At Great Ormond Street’s new Sight & Sound Centre, we brought together illustrations, wayfinding, branding, and multi-sensory interactive artwork – helping patients with hearing and sight impairments to play their way to appointments.
This project celebrates and supports its diverse community through use of accessible multisensory design and a gender-neutral gang.
We designed an interactive doll’s house to greet families at in the main waiting area. Children can “meet” an illustrated gang of clinicians and patients in friendly animated scenarios, interacting with the various windows in the house.
At the press of a button, a window lights up with audio, offering words of reassurance (for example, “I used to be scared of eye drops but they’re not too bad!”). All 27 windows feature recordings of real patients we interviewed on Zoom during the 2020 lockdown period.
The doll’s house makes the building a size children can explore, and investigate independently. As they listen to real clinicians and former patients, children grow more confident and get a sense of what happens in different parts of the hospital. The funny voices and bright colours make the hospital seem less scary than it did on the way in.

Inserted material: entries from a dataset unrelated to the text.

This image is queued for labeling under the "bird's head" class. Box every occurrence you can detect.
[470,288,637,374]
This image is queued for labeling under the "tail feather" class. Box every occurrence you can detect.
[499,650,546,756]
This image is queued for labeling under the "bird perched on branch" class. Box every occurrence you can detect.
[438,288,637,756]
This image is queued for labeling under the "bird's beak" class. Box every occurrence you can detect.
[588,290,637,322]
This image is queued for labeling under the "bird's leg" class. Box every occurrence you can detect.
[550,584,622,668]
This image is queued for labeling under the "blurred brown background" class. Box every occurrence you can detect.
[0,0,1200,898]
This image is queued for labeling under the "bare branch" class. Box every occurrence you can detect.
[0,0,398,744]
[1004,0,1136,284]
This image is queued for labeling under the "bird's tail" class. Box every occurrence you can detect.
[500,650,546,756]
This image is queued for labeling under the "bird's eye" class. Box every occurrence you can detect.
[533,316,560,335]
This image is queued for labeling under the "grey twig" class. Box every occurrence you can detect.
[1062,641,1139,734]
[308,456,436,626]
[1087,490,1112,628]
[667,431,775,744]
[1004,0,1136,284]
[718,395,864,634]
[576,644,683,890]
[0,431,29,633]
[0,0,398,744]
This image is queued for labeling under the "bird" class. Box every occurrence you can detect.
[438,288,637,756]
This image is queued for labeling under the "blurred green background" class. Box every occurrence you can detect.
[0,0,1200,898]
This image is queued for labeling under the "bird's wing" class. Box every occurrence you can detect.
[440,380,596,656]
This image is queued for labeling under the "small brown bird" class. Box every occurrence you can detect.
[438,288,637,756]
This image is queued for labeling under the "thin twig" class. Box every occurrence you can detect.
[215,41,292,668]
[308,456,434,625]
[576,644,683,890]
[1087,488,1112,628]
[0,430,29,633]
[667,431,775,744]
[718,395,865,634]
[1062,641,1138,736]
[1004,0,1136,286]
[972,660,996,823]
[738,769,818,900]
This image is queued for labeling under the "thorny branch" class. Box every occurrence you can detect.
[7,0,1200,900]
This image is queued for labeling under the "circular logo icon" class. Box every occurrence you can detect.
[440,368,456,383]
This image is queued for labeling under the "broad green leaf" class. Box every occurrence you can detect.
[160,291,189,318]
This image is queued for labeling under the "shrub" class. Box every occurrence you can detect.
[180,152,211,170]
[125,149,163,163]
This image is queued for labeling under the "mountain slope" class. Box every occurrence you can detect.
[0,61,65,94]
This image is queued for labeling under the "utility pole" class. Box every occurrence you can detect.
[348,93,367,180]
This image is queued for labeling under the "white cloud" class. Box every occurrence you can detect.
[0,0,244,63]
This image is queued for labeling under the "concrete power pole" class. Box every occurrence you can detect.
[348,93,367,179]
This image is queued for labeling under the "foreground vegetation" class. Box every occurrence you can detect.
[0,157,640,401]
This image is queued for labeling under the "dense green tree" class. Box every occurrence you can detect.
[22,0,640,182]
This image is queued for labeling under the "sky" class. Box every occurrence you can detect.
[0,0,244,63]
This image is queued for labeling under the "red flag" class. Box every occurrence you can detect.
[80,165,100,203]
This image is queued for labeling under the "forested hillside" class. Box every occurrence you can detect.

The characters re-appear on the journey from the waiting room to their treatment, pointing the way and reminding children that they are welcome and important.
The characters embrace gender neutrality, and a range of ages and abilities, along with cochlear implants, glasses, various skin tones, and varying heights.
We worked with the GOSH communications team to extend this friendly welcome to create over 1000 pop-up welcome cards to announce the building’s opening. These were sent out to every current patient, along with branded appointment letters, introducing the gang and doll’s house concept before their visit.
The Centre’s patients will frequently return over their entire childhood, so creating a warm, inviting first impression is important, and we hope it will help prevent children developing hospital phobias.